A computer scans Robin Wright to make a perfect duplicate in “The Congress.” | DRAFTHOUSE FILMS
Robin Wright plays a version of Robin Wright playing a version of Robin Wright that becomes an animated version of Robin Wright and also an older Robin Wright and if your head is spinning from that, welcome to my world as I absorbed “The Congress,” one of the most original and yet somehow also one of the more tedious film-going experiences of the year.
It’s fascinating and boring, intriguing and exasperating, but ultimately it felt like a jambalaya of ideas that didn’t quite mesh into a satisfying experience.
What happens? What doesn’t happen is more like it. The sublime Robin Wright plays an actress named Robin Wright who has had the career of … Robin Wright.
In real life, Wright is killing it on the Netflix series “House of Cards,” and she continues to work in film, appearing in “Moneyball,” “The Girl with the Dragon Tattoo” and the upcoming “Everest.”
In “The Congress,” Wright’s career has come to a halt. As her longtime agent Al (Harvey Keitel) and studio chief Jeff Green (Danny Huston) of “Miramount Pictures” constantly remind Robin, she was briefly Hollywood’s golden girl when she played Buttercup in “The Princess Bride” and Jenny in “Forrest Gump,” but she cost the studio millions by pulling out of projects at the last minute, she was difficult to work with and she made “bad choices,” over and over.
The scumbucket Green has one final contract offer for Robin: She will allow herself to be scanned by a mega-computer that will capture every part of her physical being, every inch of her acting range and even the essence of Robin Wright. (They’ll also make her appear to be about a decade and a half younger.) The studio will then be free to use the forever 30-ish Robin Wright in any way they choose, but the real Robin will never be allowed to act for the rest of her days.
Initially Robin is repulsed by the idea, but her son Aaron (Kodi Smit-McPhee) has a rare condition that could eventually render him deaf and blind, and he needs constant care and attention. Besides, nobody’s offering her real acting work any more. Eventually Robin signs on. (When she expresses regrets halfway through the process, her old friend and agent Al wins her over with a speech equal parts heartbreaking and calculating. It’s one of the best pieces of acting Harvey Keitel has ever done.)
These early sequences hint at possible greatness. We’re buckled in for an unsettling, chilling, weird ride.

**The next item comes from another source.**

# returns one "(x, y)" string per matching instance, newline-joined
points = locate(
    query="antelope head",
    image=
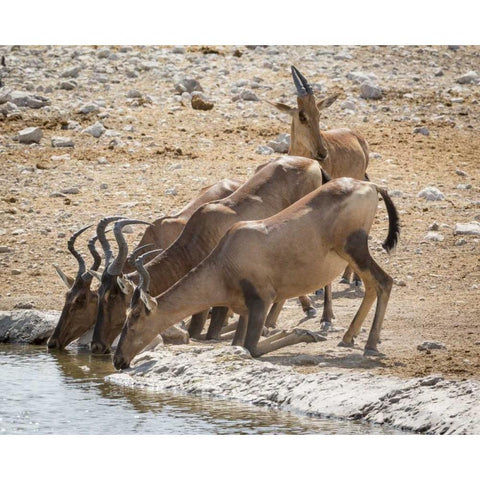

And then things get truly bizarre.
We fast-forward 20 years, where the real-life, 60-ish Robin Wright arrives at a Futurist Congress by Miramount, which will take place in a “restricted, animated zone.” After she ingents some sort of hallucinogenic chemical, Robin and the world around her become animated — a cartoon acid trip of creepy and disturbing humans, robots and animals. The look is part Ralph Bakshi, part Chuck Jones, and part about a dozen other animated artists.
Director Ari Folman (“Waltz with Bashir”) fills the screen with vibrant colors and insanely weird images, whether it’s Michael Jackson showing up briefly as a waiter who carves up a lobster tail after the lobster has helpfully shed its own shell; cockroaches playing poker on a man’s lap, or a frozen-grinned Tom Cruise circa “Top Gun” wandering into Robin’s world, which is all of her own making, or is it?
Jon Hamm voices Dylan Truliner, a rebel fighter with a particular interest in Robin. Paul Giamatti is excellent in a few live-action scenes as Aaron’s doctor and Robin’s friend. Wright is magnificent, whether she’s playing the live-action, somewhat fictionalized version of herself, or voicing the anime-looking Robin floating through the animated zone.
“The Congress” presents a slew of big-picture, mind-bending thoughts to ponder, from the future of movies to the nature of fantasy to the vital importance of having choice as a part of our lives to the concept of an afterworld. But all those animated scenes of creepy little robots and humans riding cockroaches and kites causing planes to explode eventually created a detached experience for me. The longer it went on, the less I cared about what happened to any of the Robin Wrights in this movie.
Drafthouse Films presents a film written and directed by Ari Folman. Running time: 122 minutes. No MPAA rating. Opens Friday at the Gene Siskel Film Center and available on demand.